The New York Times Magazine
December 8, 2002

Driving home one night, I saw two women struggling to carry a boxy, unwieldy object out of their house. Even in the dark, I could see the silhouettes of furniture lining the curb–large, serious, examination-worthy furniture. I got my new boyfriend to go back with me for an impromptu bargain aptitude test, and after momentarily considering a steel bed frame, we ended up helping the women, a mother and daughter, carry a desk.

“The house is being sold tomorrow, and we have to get everything out,” said the daughter, holding two drawers.

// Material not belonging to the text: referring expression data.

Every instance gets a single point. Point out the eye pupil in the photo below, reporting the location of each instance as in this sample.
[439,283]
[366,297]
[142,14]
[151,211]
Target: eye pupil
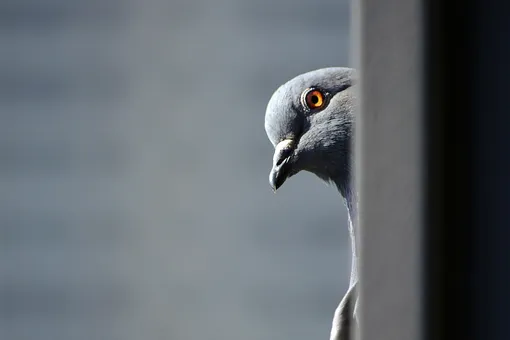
[313,99]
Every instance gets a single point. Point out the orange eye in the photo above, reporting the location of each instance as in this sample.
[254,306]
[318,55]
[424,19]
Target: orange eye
[314,99]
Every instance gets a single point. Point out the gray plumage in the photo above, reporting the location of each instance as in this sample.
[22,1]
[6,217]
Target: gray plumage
[318,140]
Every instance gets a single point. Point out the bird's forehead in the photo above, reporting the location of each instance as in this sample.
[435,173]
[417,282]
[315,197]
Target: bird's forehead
[283,117]
[284,114]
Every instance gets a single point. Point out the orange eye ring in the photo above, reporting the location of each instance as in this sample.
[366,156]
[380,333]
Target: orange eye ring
[313,99]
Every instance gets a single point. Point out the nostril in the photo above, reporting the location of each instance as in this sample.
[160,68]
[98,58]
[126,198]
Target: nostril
[280,161]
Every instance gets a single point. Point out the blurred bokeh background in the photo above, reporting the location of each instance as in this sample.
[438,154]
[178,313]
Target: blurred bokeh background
[134,166]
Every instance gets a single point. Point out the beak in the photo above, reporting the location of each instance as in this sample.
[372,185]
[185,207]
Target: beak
[281,166]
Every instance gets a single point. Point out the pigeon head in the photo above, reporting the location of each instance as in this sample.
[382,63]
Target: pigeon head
[310,121]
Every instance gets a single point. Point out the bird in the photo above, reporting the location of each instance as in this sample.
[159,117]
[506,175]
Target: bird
[309,120]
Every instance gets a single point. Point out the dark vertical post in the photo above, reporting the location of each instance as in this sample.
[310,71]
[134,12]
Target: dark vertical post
[433,154]
[468,223]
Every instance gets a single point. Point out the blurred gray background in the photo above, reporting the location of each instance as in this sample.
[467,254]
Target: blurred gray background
[134,167]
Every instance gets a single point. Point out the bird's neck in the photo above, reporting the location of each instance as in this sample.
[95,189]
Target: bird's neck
[350,195]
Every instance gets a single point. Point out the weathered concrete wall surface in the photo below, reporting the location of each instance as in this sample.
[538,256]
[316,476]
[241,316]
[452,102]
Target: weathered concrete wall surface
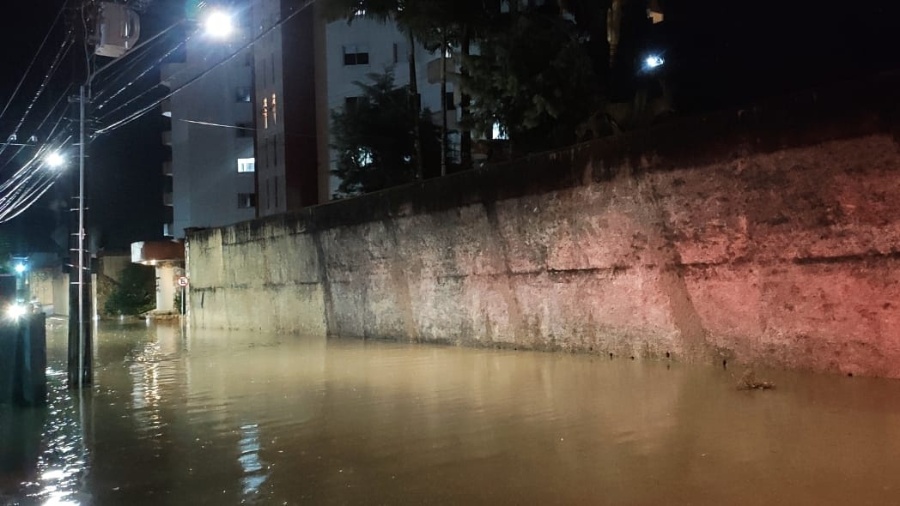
[768,236]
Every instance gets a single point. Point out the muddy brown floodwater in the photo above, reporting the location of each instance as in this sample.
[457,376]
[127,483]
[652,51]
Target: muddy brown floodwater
[243,418]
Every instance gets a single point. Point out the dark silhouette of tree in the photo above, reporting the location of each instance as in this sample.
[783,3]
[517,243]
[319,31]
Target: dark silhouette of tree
[374,140]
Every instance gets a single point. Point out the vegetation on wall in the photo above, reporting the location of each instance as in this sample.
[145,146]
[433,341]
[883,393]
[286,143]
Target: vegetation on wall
[374,139]
[134,293]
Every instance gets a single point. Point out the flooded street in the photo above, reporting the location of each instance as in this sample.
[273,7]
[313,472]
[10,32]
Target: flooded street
[233,418]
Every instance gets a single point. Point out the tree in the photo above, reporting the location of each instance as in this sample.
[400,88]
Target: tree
[533,78]
[374,140]
[134,293]
[384,10]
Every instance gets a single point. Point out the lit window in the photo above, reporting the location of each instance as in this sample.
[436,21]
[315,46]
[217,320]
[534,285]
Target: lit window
[499,132]
[246,165]
[356,55]
[246,200]
[274,110]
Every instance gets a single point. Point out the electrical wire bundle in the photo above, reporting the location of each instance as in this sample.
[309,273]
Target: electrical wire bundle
[117,93]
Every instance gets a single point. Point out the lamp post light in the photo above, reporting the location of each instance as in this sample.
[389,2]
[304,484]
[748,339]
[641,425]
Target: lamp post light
[55,160]
[218,24]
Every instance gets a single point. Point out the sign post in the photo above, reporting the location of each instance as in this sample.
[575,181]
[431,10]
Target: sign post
[183,282]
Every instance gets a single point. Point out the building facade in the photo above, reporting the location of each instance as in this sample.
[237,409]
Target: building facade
[285,112]
[210,176]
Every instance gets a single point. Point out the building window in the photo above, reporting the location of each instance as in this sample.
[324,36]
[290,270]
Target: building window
[449,101]
[246,164]
[356,55]
[275,150]
[244,130]
[274,110]
[265,113]
[246,200]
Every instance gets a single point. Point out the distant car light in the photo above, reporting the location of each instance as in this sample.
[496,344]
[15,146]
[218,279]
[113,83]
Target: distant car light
[16,311]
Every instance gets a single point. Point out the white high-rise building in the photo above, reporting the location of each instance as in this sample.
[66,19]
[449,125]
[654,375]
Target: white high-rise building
[212,166]
[252,138]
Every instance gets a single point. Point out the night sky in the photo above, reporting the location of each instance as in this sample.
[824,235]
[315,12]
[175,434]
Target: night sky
[719,54]
[123,168]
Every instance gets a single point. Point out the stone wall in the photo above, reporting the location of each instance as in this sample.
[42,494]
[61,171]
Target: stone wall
[768,235]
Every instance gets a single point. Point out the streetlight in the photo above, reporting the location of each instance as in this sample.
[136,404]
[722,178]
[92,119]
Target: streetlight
[55,160]
[218,24]
[653,61]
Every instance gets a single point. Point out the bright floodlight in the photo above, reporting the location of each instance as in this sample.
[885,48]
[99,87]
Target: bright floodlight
[55,160]
[218,24]
[653,61]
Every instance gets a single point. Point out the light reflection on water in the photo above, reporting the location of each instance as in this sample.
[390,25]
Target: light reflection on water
[231,418]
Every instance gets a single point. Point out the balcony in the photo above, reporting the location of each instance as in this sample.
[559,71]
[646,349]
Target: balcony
[452,122]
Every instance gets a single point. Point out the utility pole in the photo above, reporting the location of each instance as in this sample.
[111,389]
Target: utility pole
[80,367]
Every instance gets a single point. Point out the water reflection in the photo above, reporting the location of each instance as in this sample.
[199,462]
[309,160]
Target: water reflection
[231,418]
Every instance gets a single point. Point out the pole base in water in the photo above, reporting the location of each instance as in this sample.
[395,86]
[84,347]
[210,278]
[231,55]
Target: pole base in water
[23,361]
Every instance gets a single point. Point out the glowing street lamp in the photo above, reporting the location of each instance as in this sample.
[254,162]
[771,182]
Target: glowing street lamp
[653,61]
[218,24]
[55,160]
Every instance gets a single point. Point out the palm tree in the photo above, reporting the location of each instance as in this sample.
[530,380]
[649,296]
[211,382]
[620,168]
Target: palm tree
[386,10]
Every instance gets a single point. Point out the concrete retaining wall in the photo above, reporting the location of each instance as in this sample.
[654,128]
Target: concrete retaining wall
[769,235]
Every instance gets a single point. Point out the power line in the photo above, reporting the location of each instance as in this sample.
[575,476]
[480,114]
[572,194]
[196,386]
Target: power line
[33,60]
[63,50]
[132,117]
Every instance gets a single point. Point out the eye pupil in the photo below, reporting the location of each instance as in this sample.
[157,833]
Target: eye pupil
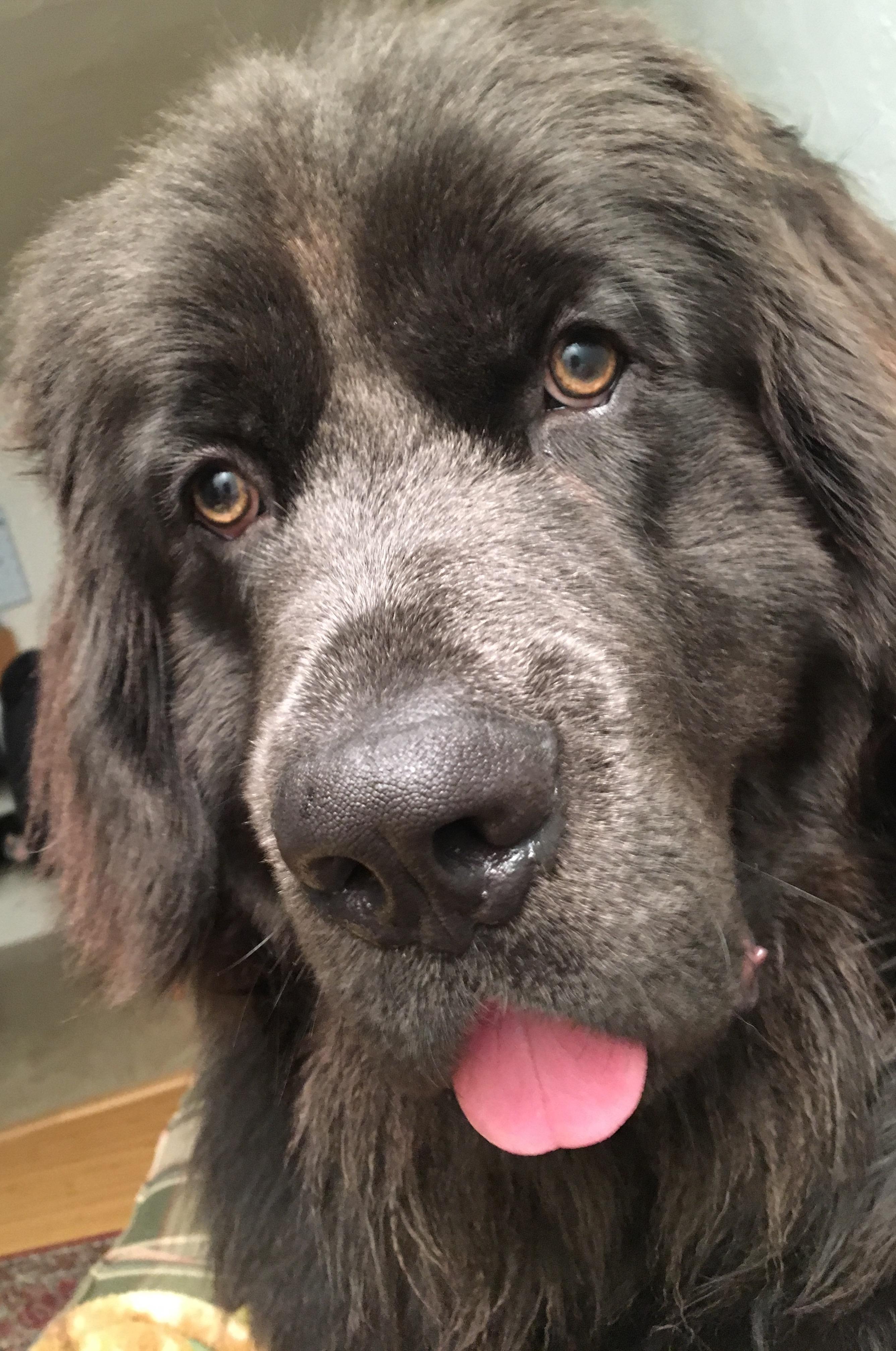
[224,499]
[582,368]
[222,492]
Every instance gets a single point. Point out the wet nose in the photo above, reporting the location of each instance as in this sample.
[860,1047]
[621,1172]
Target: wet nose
[422,823]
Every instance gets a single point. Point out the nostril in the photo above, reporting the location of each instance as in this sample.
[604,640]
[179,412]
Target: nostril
[461,846]
[337,875]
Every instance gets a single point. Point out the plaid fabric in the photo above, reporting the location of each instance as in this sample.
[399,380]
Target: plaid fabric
[153,1291]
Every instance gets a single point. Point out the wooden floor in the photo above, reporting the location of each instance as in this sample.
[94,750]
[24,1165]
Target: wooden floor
[76,1173]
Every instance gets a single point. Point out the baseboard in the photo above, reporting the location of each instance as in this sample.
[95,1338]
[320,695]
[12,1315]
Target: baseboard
[76,1173]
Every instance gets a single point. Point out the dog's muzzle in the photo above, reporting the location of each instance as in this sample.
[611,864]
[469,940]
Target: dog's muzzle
[422,821]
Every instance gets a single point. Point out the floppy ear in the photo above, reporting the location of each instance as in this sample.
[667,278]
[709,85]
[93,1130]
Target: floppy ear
[126,831]
[123,827]
[828,368]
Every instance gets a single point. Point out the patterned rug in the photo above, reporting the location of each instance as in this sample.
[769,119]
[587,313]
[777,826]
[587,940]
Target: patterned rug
[36,1285]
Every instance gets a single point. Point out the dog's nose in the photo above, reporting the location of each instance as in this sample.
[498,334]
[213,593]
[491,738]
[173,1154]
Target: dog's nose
[422,822]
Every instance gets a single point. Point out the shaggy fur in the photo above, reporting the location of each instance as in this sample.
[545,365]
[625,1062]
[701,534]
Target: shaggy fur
[341,272]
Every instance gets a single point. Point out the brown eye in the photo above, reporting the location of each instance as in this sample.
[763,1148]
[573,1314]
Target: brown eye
[225,500]
[583,369]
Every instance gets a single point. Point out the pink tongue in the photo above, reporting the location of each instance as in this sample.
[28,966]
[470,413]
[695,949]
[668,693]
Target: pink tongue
[532,1084]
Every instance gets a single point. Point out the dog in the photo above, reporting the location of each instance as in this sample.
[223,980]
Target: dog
[472,668]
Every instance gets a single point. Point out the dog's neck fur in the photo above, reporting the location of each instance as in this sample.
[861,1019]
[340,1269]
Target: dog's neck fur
[706,1196]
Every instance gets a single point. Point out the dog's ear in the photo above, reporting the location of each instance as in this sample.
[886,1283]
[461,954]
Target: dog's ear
[828,375]
[121,818]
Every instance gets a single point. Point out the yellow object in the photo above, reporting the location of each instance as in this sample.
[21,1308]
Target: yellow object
[148,1320]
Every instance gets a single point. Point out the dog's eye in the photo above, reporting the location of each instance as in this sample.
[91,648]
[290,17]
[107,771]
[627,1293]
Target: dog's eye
[225,502]
[583,369]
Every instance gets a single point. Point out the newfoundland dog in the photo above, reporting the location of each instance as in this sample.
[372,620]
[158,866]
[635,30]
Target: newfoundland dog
[472,667]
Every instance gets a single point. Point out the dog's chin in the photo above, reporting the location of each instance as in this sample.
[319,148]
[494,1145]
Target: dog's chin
[414,1034]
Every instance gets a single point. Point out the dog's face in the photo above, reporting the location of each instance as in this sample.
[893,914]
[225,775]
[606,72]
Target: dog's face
[482,398]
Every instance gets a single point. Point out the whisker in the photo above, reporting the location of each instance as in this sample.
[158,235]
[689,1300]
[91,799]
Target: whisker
[246,956]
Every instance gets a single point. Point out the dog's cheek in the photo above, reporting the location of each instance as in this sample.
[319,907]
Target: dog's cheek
[211,707]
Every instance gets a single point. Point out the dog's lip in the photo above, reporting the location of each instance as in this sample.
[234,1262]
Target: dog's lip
[749,991]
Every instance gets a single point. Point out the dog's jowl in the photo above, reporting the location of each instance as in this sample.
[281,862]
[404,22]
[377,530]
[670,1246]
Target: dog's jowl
[475,442]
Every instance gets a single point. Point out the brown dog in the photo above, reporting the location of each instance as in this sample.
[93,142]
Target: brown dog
[475,441]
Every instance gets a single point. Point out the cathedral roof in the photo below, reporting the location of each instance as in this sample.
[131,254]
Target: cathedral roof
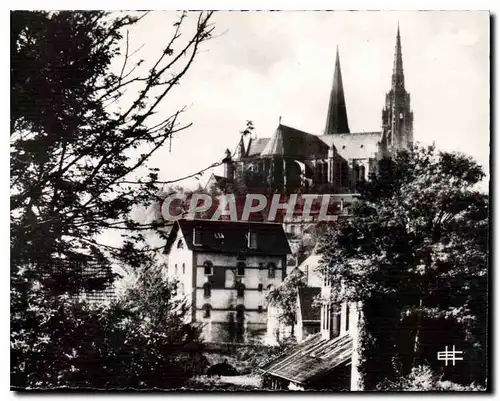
[361,145]
[293,143]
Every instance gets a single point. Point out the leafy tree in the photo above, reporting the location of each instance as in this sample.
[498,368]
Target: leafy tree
[284,297]
[139,341]
[77,145]
[415,253]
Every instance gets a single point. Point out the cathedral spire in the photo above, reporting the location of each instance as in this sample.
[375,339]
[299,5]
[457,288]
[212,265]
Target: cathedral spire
[398,78]
[336,120]
[397,116]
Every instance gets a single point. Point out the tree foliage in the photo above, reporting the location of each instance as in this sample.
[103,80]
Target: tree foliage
[284,297]
[82,130]
[415,252]
[140,341]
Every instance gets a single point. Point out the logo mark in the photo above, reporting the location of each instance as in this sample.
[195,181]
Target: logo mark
[450,356]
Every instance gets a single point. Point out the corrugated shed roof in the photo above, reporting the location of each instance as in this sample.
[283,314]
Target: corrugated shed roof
[310,359]
[362,145]
[308,311]
[293,143]
[256,146]
[231,237]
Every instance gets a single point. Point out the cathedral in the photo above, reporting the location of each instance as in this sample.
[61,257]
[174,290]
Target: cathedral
[294,161]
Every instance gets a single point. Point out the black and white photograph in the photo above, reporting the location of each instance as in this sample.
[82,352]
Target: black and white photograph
[250,201]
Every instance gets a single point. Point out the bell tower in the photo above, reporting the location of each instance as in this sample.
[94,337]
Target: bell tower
[397,116]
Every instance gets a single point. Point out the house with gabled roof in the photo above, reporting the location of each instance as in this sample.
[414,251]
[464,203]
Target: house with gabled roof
[225,269]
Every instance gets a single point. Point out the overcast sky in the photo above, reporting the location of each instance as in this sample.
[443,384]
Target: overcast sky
[264,65]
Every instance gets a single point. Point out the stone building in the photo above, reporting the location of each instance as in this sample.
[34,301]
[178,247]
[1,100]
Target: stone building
[225,269]
[332,162]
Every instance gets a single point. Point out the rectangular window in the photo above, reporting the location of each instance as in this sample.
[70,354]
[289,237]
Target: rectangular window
[207,267]
[207,312]
[240,269]
[252,240]
[197,237]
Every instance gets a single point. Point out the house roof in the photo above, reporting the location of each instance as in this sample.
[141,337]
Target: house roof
[311,359]
[231,237]
[308,311]
[293,143]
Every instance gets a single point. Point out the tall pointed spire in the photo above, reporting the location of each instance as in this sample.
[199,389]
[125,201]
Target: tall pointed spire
[336,120]
[398,78]
[397,116]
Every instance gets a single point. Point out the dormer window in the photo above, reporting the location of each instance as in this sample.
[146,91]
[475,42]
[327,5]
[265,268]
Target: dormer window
[197,237]
[271,273]
[252,240]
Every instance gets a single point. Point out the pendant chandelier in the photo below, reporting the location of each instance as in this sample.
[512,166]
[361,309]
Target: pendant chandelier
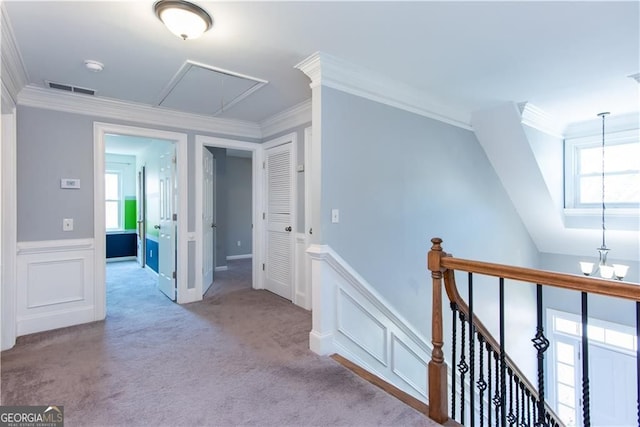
[605,270]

“I was here 34 years,” said the mother. “I’ve been crying all day:” It was after l0 p.m., and not one room was empty. They weren’t bickering, just setting to scraping out the last vestiges of their life. I spotted a wooden table with a white ceramic top. “Does this go out, too?” I asked, hopeful. “It’s so nice.”

I was suggesting that they keep it, but they were beyond holding on. They gave it to us in appreciation, but I still can’t look at it, a year later, without seeing our gain as part of their loss.

My salvaging pays homage even as I wage war against wasteful consumption. Then again, maybe I’m just cheap. And prurient. And a little too enthusiastic about appropriating other people’s belongings.

In fact, I once stole a kiddie pool. A store clerk had used the plastic pool from a sidewalk display to cover the recycling from rain. I drove home triumphant, then made the mistake of bragging to my oldest sister about my big score.

“Where did you get it?” she asked. On the curb across from the hardware store. “Hmm,” she considered. “Was it windy?”

In sisterly fashion, I refused to consider that the pool hadn’t been left for trash. Once we hung up, though, I called the store.

“Yes,” the woman at the other end of the line answered when I asked if they sold pools, “but we’re currently out of stock.”

“Actually,” I corrected her, “I stole your last one.” Before she could say anything, I told her I’d return it and hung up. Come Monday, a clerk met me outside the store. I told him I’d inadvertently taken the pool. “So you’re the one,” he said. We both laughed; I felt exonerated.

But my most recent haul, only a few weeks old, has made me wonder about who has rights to what has been thrown away: The booty included two lamps (a ginger-jar monstrosity my mother might like and a jolie-laide metallic Sputnik-goes-floral-number); one unused bird feeder; one sewing-machine accessory box containing miscellaneous bobbins and a buttonhole-maker; and one Holy Bible in Vietnamese.

I tried to make sense of the clues piled before me. Nondescript black pumps suggested an older woman; Vietnamese celebrity magazines suggested a teenager; a how-to book on importing and exporting suggested an entrepreneur; and the Lucky Brand jeans, torn beyond usefulness, suggested young, female, fashion-conscious.

A white man in his late 30’s (the landlord?) came out of the house as I struggled to free the Sputnik’s cord from under a box. “Hi,” I called out. “Do you mind?”

He didn’t. “There’s more,” he offered on his way back in.

The man next appeared in the side yard. He put one arm around the shoulder of a life-size cement boy wearing a conical cement straw hat. I eyed the weighty garden ornament. “He’ll fit in my car,” I called out.

The man replied, cheerily enough, “He’s going with me.” Instantly I was embarrassed at my bald gluttony.

Moments later, a woman came out of the house. She was Asian and about the same age as the man, who may well have been her husband. She seemed as likely as not to want to start a business and wear Lucky jeans. We exchanged hellos; hers was smileless. She dumped a garbage bag and turned back inside. I replaced one jumble of presumptions with another. Bankruptcy? Divorce? It could be the opposite–a bigger house, time to start a family–but she had looked so grim. Or was that look for me?

These piles are always fraught; they are hurried and put off until the last minute because they contain the stuff no one wants to acknowledge or deal with or let go. And maybe no one truly lets go; maybe the woman’s vision of their destiny was disrupted by my pawing through. Perhaps she didn’t see the public thoroughfare of the street as automatic license to dig through her life, even those pieces she had rejected.

Two days later, I’m scouting the neighborhood again. I don’t harbor much hope; there’s no trash pickup for another week. But I drive past the house anyway. The sidewalk is clean; the cement boy is gone. People always tell me (gently, as if on the brink of an intervention) that my house is full of stuff. It is full, I agree, but of life and the pulse of histories murmuring all around me. Stolen, perhaps, but cherished nonetheless.